Alopecia or hair loss occurs when hair roots become weak and hair is thinned in repetitions of anagen-catagen-telogen, and eventually, hair becomes soft, fine and short. It is known that the cause of hair loss includes inherited factors, over-secretion of sexual hormone testosterone, reduced blood flow to follicles, over-secretion of sebum, stress, irregular food timings, air pollution, and excessive exposure to UV, and in most cases, many causes act in combination.
Alopecia is greatly classified into androgenetic alopecia, female pattern hair loss, alopecia areata, and hair loss caused by other causes. Androgenetic alopecia is a phenomenon appearing due to a male hormone, called testosterone, playing a role in promoting male sexual characteristics and causing muscles to grow and male organs to mature during adolescence, and when testosterone is converted to a more potent hormone dihydrotestosterone (DHT) by 5 α-reductase enzyme, the hormone acts on follicle dermal papilla cells to induce anagen-to-catagen transition in follicles, resulting in hair loss. Female pattern hair loss is usually due to low estosterone levels after menopause.
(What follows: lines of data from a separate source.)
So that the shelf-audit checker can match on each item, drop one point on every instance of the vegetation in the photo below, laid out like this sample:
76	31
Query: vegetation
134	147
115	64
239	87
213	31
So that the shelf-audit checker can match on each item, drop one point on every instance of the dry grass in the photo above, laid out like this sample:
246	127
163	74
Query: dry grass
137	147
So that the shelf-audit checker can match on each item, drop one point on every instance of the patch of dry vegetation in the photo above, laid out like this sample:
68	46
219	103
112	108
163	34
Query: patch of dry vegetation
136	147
Female pattern hair loss does not emerge on the frontal scalp and mainly proceeds over the mid scalp, dissimilar to androgenetic alopecia. Hair loss in women is less associated with 5 α-reductase than men. Thus, drugs which inhibit 5 α-reductase do not work for women experiencing hair loss after menopause. Alopecia areata is caused by autoimmune diseases, mental stress, or inherited factors. Alopecia areata represents round or oval patches of hair loss, and is characterized by tinea capitis or trichotillomania. The cause of alopecia areata is fundamentally different from androgenetic alopecia, and different treatment methods are used, for example, drugs to control adrenal cortex hormones are used, or minoxidil is applied to affected parts.
To solve the hair loss problem, various active ingredients having hair loss prevention and treatment effects and compositions including the same have been studied. The main or intended effect of this study includes an effect in maintaining hair thickness or thickening hair, an effect for induced early onset or prolonged anagen, an effect for delayed or shortened telogen release, an inhibitory effect of 5α-reductase activity, an effect on the promotion of blood circulation to hair follicles, a moisturizing effect, an anti-oxidation effect, a dandruff prevention effect, a sterilization effect, and an Extra-Cellular matrix (ECM) expression promotion effect.
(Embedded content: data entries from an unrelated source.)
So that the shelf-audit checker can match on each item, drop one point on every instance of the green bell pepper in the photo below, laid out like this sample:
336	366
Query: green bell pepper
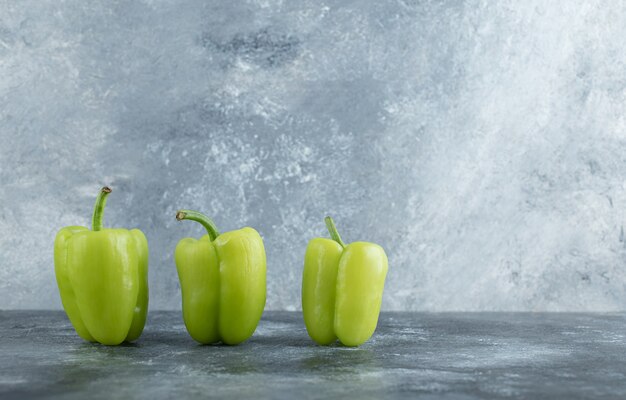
102	276
222	280
342	289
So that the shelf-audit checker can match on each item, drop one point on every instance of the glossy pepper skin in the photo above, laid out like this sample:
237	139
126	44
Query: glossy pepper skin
222	280
342	289
102	276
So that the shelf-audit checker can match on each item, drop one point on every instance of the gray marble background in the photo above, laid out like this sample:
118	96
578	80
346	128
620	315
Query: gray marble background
481	143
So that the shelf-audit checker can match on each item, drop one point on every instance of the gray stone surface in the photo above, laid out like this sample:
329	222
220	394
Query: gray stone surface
425	355
481	143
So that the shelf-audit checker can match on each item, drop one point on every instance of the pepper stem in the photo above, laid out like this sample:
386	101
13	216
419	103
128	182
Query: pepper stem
98	209
332	229
205	221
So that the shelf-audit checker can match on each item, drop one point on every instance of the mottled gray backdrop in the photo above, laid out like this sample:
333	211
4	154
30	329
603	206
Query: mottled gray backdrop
482	143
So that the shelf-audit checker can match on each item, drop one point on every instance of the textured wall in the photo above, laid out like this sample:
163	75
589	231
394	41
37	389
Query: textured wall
483	144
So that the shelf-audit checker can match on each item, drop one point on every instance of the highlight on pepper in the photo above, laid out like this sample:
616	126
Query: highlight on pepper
102	276
222	280
342	288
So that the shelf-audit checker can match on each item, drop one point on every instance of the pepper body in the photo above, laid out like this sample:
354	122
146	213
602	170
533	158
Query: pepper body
102	277
223	284
342	288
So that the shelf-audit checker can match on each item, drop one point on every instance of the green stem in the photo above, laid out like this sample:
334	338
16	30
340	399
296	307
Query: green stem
98	210
208	224
332	229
The approved medication being used now is Minoxidil. Minoxidil was originally produced as an antihypertensive drug that helps the widening of smooth muscle blood vessels, but was developed as a drug to promote hair growth after discovery of its adverse effects, hair growth everywhere on the body (U.S. Pat. Nos. 4,596,812 and 4,139,619). Although its detailed scientific mechanism of action is not known, it is regarded that Minoxidil promotes hair growth through combination action of providing more blood flow to follicles. Based on this effect, Minoxidil was approved as over-the-counter medication by FDA, but adverse effects such as skin irritation, itching, redness, hair growth in unwanted part, and worsening of hair loss were reported, and also it should be continuously administered to maintain efficacy.